# I think the idea is to factor out the x's

• Sep 4th 2011, 10:53 AM
David Green
I think the idea is to factor out the x's
I have to equations;

x - 2 / 3, and 2x / 7

I need to solve for x?

First I multiply the denomintors;

3(x - 2) = 7(2x)

next I think I need to factor out the x's?

x(x - 2) from here I am lost?

I am sure I require to get (x......)(x......) but unsure at this point?
• Sep 4th 2011, 10:59 AM
Siron
Re: I think the idea is to factor out the x's
Do you mean:
$\displaystyle \frac{x-2}{3}=\frac{2x}{7}$?
Multiply both sides with 21 which is the LCM of 3 and 7.

Note:
An equation looks like ...=..., so just $\displaystyle \frac{2x}{7}$ is not an equation.
• Sep 4th 2011, 11:12 AM
David Green
Re: I think the idea is to factor out the x's
Quote:

Originally Posted by Siron
Do you mean:
$\displaystyle \frac{x-2}{3}=\frac{2x}{7}$?
Multiply both sides with 21 which is the LCM of 3 and 7.

Note:
An equation looks like ...=..., so just $\displaystyle \frac{2x}{7}$ is not an equation.

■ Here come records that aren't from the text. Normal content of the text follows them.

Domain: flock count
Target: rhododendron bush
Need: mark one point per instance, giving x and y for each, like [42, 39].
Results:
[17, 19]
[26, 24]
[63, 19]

I must be doing something wrong because when I check the solutions they don't match?

x - 2 = 2x
3 7

27(x - 2) = 27(2x)

27x - 54 = 54x

27x - 54x = 54

-27x = 54
-27 -27

x = - 2

-2 -2 = - 1.33
3

2 (-2) = - 4
7 7

x = - 0.57???

Something is up I know I can find problems, but I also know I can't find correct solutions?
• Sep 4th 2011, 11:19 AM
Siron
Re: I think the idea is to factor out the x's
If you mutliply both sides with 21 then you get:
$\displaystyle \frac{21}{3}(x-2)=\frac{21}{7}(2x)$
$\displaystyle \Leftrightarrow 7(x-2)=3(2x)$
$\displaystyle \Leftrightarrow 7x-14=6x$
$\displaystyle \Leftrightarrow 14=x$
• Sep 4th 2011, 11:26 AM
David Green
Re: I think the idea is to factor out the x's
Quote:

Originally Posted by Siron
If you mutliply both sides with 21 then you get:
$\displaystyle \frac{21}{3}(x-2)=\frac{21}{7}(2x)$
$\displaystyle \Leftrightarrow 7(x-2)=3(2x)$
$\displaystyle \Leftrightarrow 7x-14=6x$
$\displaystyle \Leftrightarrow 14=x$

Thanks Siron,

I would never had thought about inverting the denominators and numerators to do that?
• Sep 4th 2011, 11:39 AM
Siron
Re: I think the idea is to factor out the x's
You're welcome!
If you have a polynomial equation with fractions in it then it's useful to multiply each side with the LCM of the denominators of the fractions.